Honouring the contribution of the Jennings Germans to the Canberra community, complaining about a telecommunications outage and expressing concerns about the use of the drug ice within her electorate were some of the instances in which Brodtmann plugged her local community or advocated for their needs.

Bond University students reporting for UniPollWatch analysed almost 20,000 speeches made in Parliament across the majority of the current term of government—from the first sitting day (November 12, 2013) until the beginning of 2016.

Local (electorate-specific) issues were usually raised in one of two ways in parliamentary speeches: as ‘Statements by Members’ or as ‘Constituency Statements’. Candidates’ local advocacy was assessed by tallying the number of speeches made in these categories.

Other MPs who ranked in the top 10 for local advocacy were: Lisa Chesters (Bendigo), Cathy McGowan (Indi), Joanne Ryan (Lalor), Jill Hall (Shortland), Sharon Claydon (Newcastle), Andrew Giles (Scullin), Melissa Parke (Fremantle) and Jane Prentice (Ryan).

Across the House of Representatives, MPs had a mean of 37 local advocacy speeches.

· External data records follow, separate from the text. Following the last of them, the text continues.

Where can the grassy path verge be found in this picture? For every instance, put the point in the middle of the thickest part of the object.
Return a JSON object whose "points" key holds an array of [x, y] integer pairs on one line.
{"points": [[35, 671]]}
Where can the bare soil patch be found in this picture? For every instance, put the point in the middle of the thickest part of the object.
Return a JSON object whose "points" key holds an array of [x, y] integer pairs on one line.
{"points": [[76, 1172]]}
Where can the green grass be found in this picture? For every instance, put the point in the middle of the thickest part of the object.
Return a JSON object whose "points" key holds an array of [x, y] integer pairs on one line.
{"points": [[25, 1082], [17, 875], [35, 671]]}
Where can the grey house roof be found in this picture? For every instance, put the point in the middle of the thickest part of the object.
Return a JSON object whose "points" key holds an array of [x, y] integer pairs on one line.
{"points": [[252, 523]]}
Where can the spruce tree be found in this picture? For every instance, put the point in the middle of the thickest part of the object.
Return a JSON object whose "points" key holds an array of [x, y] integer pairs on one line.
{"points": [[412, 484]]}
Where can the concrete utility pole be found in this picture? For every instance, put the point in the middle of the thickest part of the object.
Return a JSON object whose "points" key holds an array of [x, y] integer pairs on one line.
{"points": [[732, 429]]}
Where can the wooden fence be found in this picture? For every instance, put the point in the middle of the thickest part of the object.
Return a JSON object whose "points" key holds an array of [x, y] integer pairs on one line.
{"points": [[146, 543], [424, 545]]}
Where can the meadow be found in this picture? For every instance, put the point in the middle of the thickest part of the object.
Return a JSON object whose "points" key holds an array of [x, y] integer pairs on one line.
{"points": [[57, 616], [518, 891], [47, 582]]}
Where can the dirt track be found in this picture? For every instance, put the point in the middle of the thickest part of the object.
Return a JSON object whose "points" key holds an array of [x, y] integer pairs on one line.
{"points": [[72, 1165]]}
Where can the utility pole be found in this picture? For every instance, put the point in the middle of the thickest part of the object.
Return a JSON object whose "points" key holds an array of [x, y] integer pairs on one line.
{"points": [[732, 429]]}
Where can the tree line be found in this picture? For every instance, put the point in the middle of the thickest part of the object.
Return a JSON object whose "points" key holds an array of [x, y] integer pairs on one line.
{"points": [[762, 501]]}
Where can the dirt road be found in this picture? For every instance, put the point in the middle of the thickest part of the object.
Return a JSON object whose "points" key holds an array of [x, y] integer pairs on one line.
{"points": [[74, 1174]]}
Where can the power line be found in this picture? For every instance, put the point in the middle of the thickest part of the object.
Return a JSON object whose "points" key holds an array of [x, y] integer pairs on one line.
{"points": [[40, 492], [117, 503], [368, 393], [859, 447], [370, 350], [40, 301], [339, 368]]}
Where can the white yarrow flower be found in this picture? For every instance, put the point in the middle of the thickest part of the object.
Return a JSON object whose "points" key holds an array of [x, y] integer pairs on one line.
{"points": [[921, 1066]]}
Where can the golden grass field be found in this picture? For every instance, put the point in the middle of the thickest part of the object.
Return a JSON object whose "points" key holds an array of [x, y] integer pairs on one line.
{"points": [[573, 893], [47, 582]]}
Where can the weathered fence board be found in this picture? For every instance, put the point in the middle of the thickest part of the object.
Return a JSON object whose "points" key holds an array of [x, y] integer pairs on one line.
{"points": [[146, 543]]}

Although all but one of the top 10 local advocates were ALP party members (McGowan is an independent), when considering the entire cohort of politicians there was no significant difference in the way the two major parties performed in this category.

However, analysis of data did reveal a gender difference. Female MPs (with a mean of 58.33 local issues speeches) were more likely to speak about electorate issues than male MPs (with a mean of 32.42 local issues speeches).

Politicians from rural or provincial electorates were also more likely to advocate for their electorate than metropolitan MPs (a mean of 42 speeches, versus the metropolitan mean of 37).

Local advocates were also more likely to be politically inexperienced (they had served less terms in government), were more active on committees and were absent less often.

Across all categories of speeches (on legislative matters, local issues, social and moral issues, and their ministerial portfolios), MPs gave an average of 140.71 speeches throughout the term.

Bronwyn Bishop spoke on 95 ‘Matters of Public Importance’, more than any other politician, and gave the highest number of speeches overall—undoubtedly connected to her former role as Speaker.

Other vocal MPs in the Matters of Public Importance category were: the Liberal Party’s Tony Smith, Labor’s Bill Shorten, Chris Bowen, Terri Butler, Pat Conroy, Tanya Plibersek, Josh Frydenberg and Lisa Chesters, and Nationals MP Michael McCormack.

In terms of overall speeches, the most vocal members of parliament after Bronwyn Bishop were: Christopher Pyne, Jill Hall, Lisa Chester, Michael McCormack, Gai Brodtmann, Jane Prentice, Joanne Ryan, Tony Smith and Alannah MacTiernan.

With the exception of two MPs elected at by-election in late-2015, the least vocal MPs in terms of overall number of speeches were: Clive Palmer, Julie Bishop, Ross Vasta, Wayne Swan, Andrew Robb, Ian Macfarlane, Jason Wood, Jason Clare, Bob Katter and Andrew Wilkie.

Analysis of the overall number of speeches revealed that the most frequent speakers were demographically diverse, and there were no significant gender, party, age or experience differences.

That is, even a relative new backbencher was likely to speak as frequently as an experienced minister or shadow minister—these MPs simply spoke on different topics.

Unsurprisingly, MPs who were absent more frequently also delivered fewer speeches.